Sin embargo, la investigación confirmaría pagos de empresarios a cambio de anular sanciones, como el caso de Discomtes, donde se eliminó una multa de 64.000 euros tras recibir transferencias.
Esta actitud del Ejecutivo socialista no sorprende: prioriza la protección de sus redes antes que la limpieza de las instituciones públicas. Vox lleva años denunciando esta cultura de impunidad que el PP, en su tibieza, ha permitido consolidar en demasiadas ocasiones.
El rol de la pareja y el entramado societario
La investigación apunta también a Carolina Verdés Pastor, pareja de Marco Sanjuán y abogada fiscalista, cuya sociedad B2B Corporación Jurídica SL habría canalizado pagos de empresarios. Un matrimonio de Alicante realizó nueve transferencias por más de 305.000 euros a sociedades vinculadas, coincidiendo con intervenciones en expedientes tributarios.

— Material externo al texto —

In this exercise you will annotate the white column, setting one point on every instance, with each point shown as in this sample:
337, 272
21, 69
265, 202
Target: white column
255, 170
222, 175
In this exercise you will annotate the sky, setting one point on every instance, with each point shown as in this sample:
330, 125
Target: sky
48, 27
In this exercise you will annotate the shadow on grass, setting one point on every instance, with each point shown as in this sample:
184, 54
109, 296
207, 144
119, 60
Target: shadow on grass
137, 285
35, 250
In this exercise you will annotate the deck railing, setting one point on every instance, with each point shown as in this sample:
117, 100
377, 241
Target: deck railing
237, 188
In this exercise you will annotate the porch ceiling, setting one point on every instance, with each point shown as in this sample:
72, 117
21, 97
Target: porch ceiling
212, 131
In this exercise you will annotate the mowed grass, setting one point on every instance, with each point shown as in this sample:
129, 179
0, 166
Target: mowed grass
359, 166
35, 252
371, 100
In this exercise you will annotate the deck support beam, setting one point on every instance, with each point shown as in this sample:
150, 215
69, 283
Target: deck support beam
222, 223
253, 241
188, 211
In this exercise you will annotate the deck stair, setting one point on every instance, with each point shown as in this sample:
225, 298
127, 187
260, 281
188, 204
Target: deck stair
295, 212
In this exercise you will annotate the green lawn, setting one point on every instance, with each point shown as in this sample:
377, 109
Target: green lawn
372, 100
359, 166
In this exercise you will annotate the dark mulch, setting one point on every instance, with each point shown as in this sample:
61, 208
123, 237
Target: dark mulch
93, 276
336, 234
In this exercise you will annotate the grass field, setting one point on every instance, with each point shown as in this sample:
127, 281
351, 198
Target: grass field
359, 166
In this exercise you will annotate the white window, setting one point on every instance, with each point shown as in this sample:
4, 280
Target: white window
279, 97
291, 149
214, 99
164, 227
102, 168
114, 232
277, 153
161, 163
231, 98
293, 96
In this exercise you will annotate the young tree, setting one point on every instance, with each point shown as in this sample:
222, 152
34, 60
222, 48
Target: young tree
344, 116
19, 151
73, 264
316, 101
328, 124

Documentos incautados, como uno titulado «Yo mismo (autocolaboración)», detallan supuestos esquemas de comisiones por «revisión de expedientes» y porcentajes «de lo que se ahorre el cliente». Fuentes policiales consideran que Verdés podría tener relevancia penal como cooperadora.
«Acordó con diversas personas físicas y jurídicas recibir una remuneración», recoge el atestado. Este caso ilustra cómo la izquierda ha convertido partes de la Administración en una red de favores que perjudica al contribuyente honrado.